Lead times will play a big factor as you are choosing oil suppliers. Most suppliers will have an average timeline that they like to work within, but can try to fit you in depending on their schedule sooner if you need the oil urgently.
Lead times may or may not play a big factor depending on how far in advance you are able to plan your production. Those that don’t know what they’re going to need far in advance may find it easier to work with a supplier within a few states radius who is able to fit in last minute orders more easily.
If you’re buying imported EVOO, make sure that there is stock available here in the US. Importing lead times range from 8-10 weeks.
Having an open conversation with your account rep about your needs is probably the best way to go about this — that way you can set up a program or agreement that will work for both of you.
Specialized Or Broad Product Listing?
Does the supplier that you work with carry lots of different oils, or are they really good at only olive oil?
There isn’t a right answer on this one — it really depends on how much you use of each type of oil.
If you are a dressing company using a few totes of multiple oils, chances are that you’ll want to work directly with a supplier who carries all of them and get them from one place. This supplier will save you time and money on freight. And a lot of hassle.
If you’re using a LOT of one particular type of oil (multiple truckloads a month, for example), chances are that you’ll want to go directly to the source for this, or to the mill for this specific type of oil.
If you start R&D on a new project, the supplier with a broad listing will likely be able to help you with any new oil ingredients you might need. The specialized supplier will be great at what you do right now, but if you ever want to try a new product formulation, you’ll have to start your supply search from scratch.
Does Your Supplier Own A Facility Or Are They A Broker?
Brokers are people that buy and sell oil but don’t take physical possession of it. They are re-sellers, and don’t have a facility that your oil is being packed in.

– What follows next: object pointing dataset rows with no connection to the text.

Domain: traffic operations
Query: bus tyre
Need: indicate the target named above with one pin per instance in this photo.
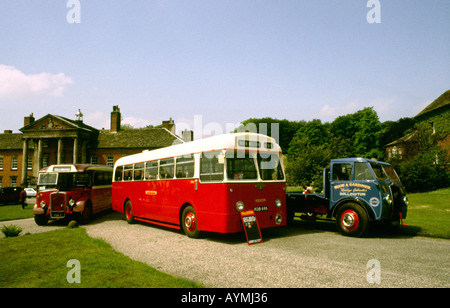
(189, 222)
(352, 220)
(41, 220)
(129, 212)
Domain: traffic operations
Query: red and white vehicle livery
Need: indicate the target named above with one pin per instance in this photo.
(79, 190)
(204, 185)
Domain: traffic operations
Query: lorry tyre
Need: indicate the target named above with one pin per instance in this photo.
(352, 220)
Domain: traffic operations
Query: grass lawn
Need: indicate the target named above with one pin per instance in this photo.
(40, 260)
(429, 214)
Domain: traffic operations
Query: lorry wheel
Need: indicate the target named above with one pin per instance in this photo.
(352, 220)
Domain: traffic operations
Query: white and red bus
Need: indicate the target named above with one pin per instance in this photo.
(204, 185)
(78, 190)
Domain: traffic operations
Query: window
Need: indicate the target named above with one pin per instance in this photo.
(102, 178)
(241, 167)
(118, 175)
(342, 172)
(185, 167)
(110, 160)
(94, 160)
(362, 172)
(14, 163)
(151, 170)
(29, 163)
(270, 167)
(128, 173)
(166, 167)
(139, 172)
(211, 168)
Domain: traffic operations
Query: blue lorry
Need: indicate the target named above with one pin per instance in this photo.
(356, 192)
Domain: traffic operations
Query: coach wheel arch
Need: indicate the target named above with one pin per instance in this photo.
(189, 221)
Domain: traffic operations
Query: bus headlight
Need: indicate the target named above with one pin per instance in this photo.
(239, 206)
(278, 219)
(278, 203)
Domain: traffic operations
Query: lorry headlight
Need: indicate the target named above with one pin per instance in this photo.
(278, 219)
(239, 206)
(278, 203)
(388, 198)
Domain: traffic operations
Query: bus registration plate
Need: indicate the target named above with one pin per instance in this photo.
(261, 208)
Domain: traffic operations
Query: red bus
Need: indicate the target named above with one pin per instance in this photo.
(203, 185)
(78, 190)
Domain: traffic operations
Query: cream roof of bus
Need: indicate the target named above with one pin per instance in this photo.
(220, 142)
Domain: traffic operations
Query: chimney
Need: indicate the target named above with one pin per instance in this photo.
(115, 119)
(169, 125)
(187, 135)
(28, 120)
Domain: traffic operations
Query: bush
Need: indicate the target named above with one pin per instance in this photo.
(11, 230)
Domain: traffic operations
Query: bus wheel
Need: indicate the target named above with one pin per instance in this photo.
(352, 220)
(129, 212)
(189, 222)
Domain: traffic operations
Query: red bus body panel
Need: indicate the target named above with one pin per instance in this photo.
(161, 202)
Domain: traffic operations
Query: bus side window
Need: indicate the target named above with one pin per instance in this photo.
(166, 168)
(128, 173)
(119, 174)
(211, 168)
(151, 170)
(138, 171)
(185, 167)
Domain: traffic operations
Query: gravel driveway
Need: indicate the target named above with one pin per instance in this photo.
(298, 256)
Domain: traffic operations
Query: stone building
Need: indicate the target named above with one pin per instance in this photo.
(53, 139)
(436, 119)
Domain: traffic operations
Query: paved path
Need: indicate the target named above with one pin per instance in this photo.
(298, 256)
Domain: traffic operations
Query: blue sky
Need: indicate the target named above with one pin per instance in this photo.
(222, 60)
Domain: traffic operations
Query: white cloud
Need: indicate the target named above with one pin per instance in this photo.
(15, 84)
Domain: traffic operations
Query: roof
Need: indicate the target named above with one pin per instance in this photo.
(411, 137)
(51, 121)
(11, 141)
(440, 102)
(215, 143)
(357, 159)
(143, 138)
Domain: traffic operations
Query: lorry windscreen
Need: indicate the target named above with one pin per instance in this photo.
(384, 172)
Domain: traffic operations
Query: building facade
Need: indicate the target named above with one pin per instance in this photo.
(53, 139)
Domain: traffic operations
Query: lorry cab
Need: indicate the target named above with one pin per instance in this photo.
(371, 184)
(357, 191)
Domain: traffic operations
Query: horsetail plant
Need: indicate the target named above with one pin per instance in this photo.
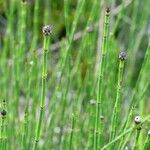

Some brokers are great — if they know the olive oil industry inside and out, they can be a great resource. This is unusual to find in the US however.
Most often, if you’re buying smaller volumes from a broker, they are working with a national manufacturer to produce product and do what we call a “blind ship” or a “drop ship”: shipping directly from a supplier who owns inventory and a warehouse, directly to you, without ever touching it.
What’s wrong with this? Nothing, when they add value. But just remember that you are paying for their buying and selling services. So it’s a good question to ask — do you bring the oil into a facility, package it, and store it in the US for me? Or are you just re-selling it?
Do They Hold EVOO Inventory Domestically?
In the olive oil world, it’s reasonably common for suppliers to arrange shipment from the Mediterranean to your door. This requires a 8-10 week lead time for importing, so it may or may not fit for your buying system.
A good question to ask along with if they have a facility is how much inventory do they store domestically and how often is it turning? This will give you an idea of their size and scope, and how quickly you can get fill-in Extra Virgin Olive Oil.
Are They Priced Competitively?
This is one of the most obvious topics that people are often over-focused on, so I put this towards the end of the list. Price isn’t everything — any anyone who’s struggled with a cheap supplier (“cheap” in more ways than one) will attest to that. After a few orders with terrible service, they’re bound to go elsewhere.
But that said, it is important to have a supplier who is “within market”. Meaning that if you get a quote from multiple suppliers, the one you go with is in the same general range as a few of the others. In the oil world, this means that their business model is set up in the same way and that they have the same buying power.
You’ll find these suppliers that are within the same price range will all vary back and forth over time — sometimes one will be higher than the other on one oil, and the next year it will flip. This allows you to remove price from the immediate evaluation and look at the bigger picture knowing that pricing should equal out to about the same in the long run no matter who you choose.